Quote:As for the hominids, some overzealous scientists have been rebuked by University of California (Berkeley) paleontologist Tim White, as he attempts to rein in the tendency of fossil hunters to classify every find as a new species.  He said, "To evaluate the biological importance of such taxonomic claims, we must consider normal variation within biological species. Humans (and presumably their ancestors and close relatives) vary considerably in their skeletal and dental anatomy. Such variation is well documented and stems from ontogenetic, sexual, geographic, and idiosyncratic (individual) sources."

Dr. Charles Oxnard completed the most sophisticated computer analysis of australopithecine fossils ever undertaken, and concluded that the australopithecines have nothing to do with the ancestry of man whatsoever, and are simply an extinct form of ape (Fossils, Teeth and Sex: New Perspectives on Human Evolution, University of Washington Press, 1987)
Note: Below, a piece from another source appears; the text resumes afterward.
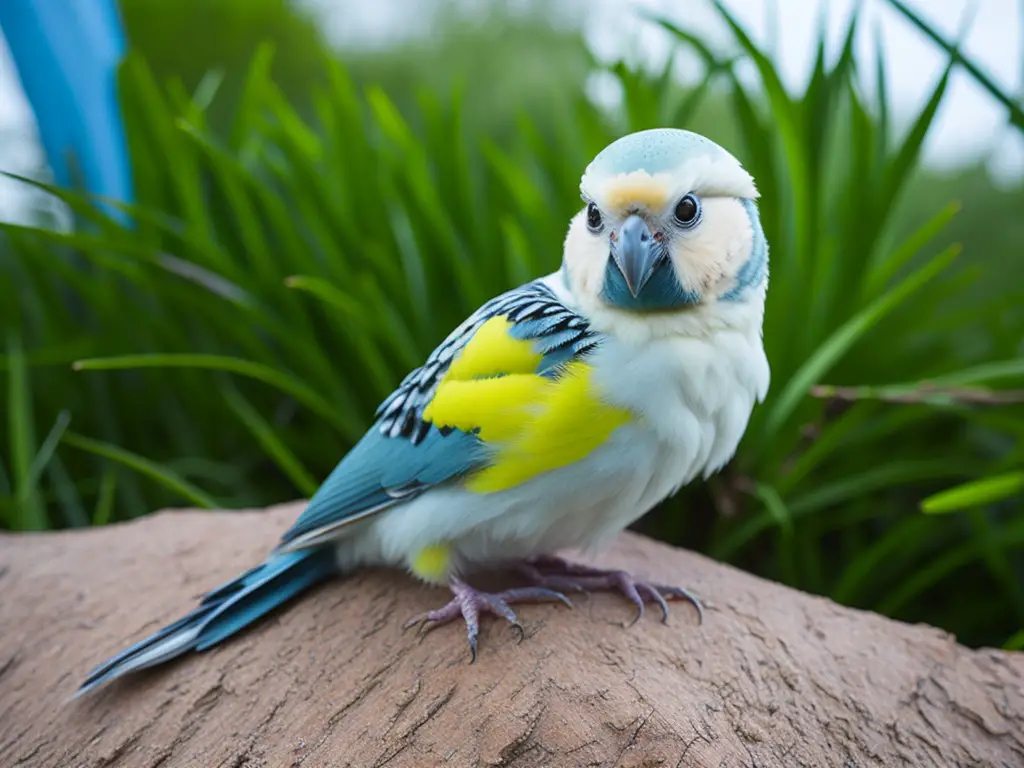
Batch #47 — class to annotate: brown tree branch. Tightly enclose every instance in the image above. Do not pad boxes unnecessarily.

One of the world's leading authorities on australopithecines, British anatomist, Solly Lord Zuckerman has concluded (based on specimens aged much younger than Lucy) that australopithecines do not belong in the family of man. He wrote "I myself remain totally unpersuaded. Almost always when I have tried to check the anatomical claims on which the status of Australopithecus is based, I have ended in failure."

If australopithicus is not a direct human ancestor it would mean that another hominid was, that is all, it does not contradict evolution but tinkering around the edges.

Quote:Evolution is presented as fact, yes, but there is not a consensus.  There is an entire site dedicated to scientists who wish to sign their scientific dissent from the darwinian model of evolution.  http://www.dissentfromdarwin.org/ and the 22 page list (updated and released June 2015) of scientists who publicly denounce the Darwinian model can be viewed here:  http://www.discovery.org/scripts/viewDB/...oad&id=660

I can say with a high level of certainty that evolution is a fact.

Quote:This is bold because as soon as they do this they are essentially written off as intellectuals in the scientific community.  Look at atheist philosopher Thomas Nagel for example:  http://news.nationalpost.com/holy-post/w...-darwinism

Evolution as presented for the origin of all species has enormous gaps and holes and scientists fill those gaps with assumptions and presuppositions that it must be a natural process but it is far from "proven" or "consensus", irregardless of religious beliefs, but based on pure science.

There is no competing theory that explains life as we know it. Intelligient design is as scientists say "not even wrong" it is in not way a valid hypothosis.

https://en.wikipedia.org/wiki/Not_even_wrong

Quote: 
This does NOT mean that creation theory can be proven or must be true. I'm not saying that. Yes it is what I believe, but I'm pointing out what I see the problem evolution theory has.

These aren't real problems. The theory is not as fragile as you think.



You can fix ignorance, you can't fix stupid.

Tinkety Tonk and down with the Nazis.